こんなふうに屈託なく笑うのを見たのは久しぶりだった。

ずっと棒高跳びのことで悩んでいて、落ち込んでいたのだろう。


「ははっ、ごめんな、笑っちゃって。なんか、遠子ちゃんのリアクションが面白かったから」

「ううん……私の言い方もおかしかったし」

「ああ、身体が好きって。
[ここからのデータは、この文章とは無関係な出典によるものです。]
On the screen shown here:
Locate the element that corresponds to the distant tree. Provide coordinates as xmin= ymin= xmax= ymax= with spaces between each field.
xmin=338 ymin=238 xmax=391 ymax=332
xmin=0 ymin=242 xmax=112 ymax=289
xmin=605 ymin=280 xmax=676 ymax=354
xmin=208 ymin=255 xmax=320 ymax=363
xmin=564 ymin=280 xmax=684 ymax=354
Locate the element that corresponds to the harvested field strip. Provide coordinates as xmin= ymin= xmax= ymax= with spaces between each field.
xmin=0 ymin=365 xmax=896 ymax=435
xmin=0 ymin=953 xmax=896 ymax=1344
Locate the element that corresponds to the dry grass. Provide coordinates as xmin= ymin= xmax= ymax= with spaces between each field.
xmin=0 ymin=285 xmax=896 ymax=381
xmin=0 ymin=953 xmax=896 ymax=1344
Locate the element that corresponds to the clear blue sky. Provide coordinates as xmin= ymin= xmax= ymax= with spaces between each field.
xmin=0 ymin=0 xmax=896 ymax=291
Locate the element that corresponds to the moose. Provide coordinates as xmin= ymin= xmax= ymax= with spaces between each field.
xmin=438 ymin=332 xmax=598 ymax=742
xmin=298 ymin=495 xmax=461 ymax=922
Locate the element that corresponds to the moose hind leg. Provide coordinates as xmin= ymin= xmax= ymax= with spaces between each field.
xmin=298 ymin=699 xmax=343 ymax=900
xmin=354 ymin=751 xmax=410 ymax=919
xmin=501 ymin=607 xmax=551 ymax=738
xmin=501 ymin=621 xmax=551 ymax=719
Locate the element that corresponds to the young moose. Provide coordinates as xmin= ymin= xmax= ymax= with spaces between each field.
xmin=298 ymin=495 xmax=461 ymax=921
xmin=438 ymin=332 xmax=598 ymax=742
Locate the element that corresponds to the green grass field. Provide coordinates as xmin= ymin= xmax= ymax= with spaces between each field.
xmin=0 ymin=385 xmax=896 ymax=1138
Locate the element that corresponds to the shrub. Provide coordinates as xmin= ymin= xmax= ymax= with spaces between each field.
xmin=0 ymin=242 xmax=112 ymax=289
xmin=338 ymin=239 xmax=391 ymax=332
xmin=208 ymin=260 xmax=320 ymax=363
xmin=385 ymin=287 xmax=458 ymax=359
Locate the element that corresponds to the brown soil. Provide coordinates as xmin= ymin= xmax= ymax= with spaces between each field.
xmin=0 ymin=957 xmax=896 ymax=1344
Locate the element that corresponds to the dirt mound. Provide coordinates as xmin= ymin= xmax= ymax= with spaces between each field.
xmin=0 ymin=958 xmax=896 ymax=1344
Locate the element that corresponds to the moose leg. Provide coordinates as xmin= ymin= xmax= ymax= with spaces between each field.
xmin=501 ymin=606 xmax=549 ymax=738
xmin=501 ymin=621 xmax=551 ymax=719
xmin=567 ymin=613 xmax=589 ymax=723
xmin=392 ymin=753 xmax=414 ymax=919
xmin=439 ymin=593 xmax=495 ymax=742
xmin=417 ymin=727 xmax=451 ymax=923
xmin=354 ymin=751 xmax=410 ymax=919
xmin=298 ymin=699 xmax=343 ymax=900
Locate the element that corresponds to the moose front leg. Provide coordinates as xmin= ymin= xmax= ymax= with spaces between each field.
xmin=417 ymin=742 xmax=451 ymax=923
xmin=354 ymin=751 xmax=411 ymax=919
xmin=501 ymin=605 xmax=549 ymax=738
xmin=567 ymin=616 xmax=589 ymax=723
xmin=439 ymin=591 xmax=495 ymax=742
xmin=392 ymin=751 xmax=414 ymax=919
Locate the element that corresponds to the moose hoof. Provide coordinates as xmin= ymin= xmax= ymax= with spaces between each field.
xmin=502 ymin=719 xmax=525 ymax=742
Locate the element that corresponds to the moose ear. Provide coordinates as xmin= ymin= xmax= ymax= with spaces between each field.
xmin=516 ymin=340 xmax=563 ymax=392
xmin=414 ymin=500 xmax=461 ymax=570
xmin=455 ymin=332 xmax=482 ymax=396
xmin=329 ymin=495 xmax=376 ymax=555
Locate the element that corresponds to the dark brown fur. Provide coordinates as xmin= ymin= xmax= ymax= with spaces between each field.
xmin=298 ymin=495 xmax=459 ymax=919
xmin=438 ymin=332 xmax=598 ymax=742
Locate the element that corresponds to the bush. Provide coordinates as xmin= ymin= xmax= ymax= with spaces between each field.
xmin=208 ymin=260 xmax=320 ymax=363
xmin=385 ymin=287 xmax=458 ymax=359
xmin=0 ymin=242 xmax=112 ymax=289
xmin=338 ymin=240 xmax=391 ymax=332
まさか遠子ちゃんがそんなやらしいこと言っちゃうなんてな」


かあっと顔が熱くなる。

心臓がばくばくとうるさい。


「あはは、すごい真っ赤」


彼方くんがおかしそうに笑いながら覗きこんでくる。

私が両手で頬を押さえて「見ないで……」とうめくと、「ごめん、ごめん」と彼は謝ってくれた。


「それにしても……」


彼方くんの声がふいに真剣なものになり、見てみると、私が渡したスケッチをじっと見つめていた。

二枚の絵を交互に見ながら、彼方くんは何か考え込むような仕草をしている。


「これ、本当よく描けてるな……すごく参考になるよ」


うん、そういうことか、と独りごちながら、最近のほうの絵を凝視する。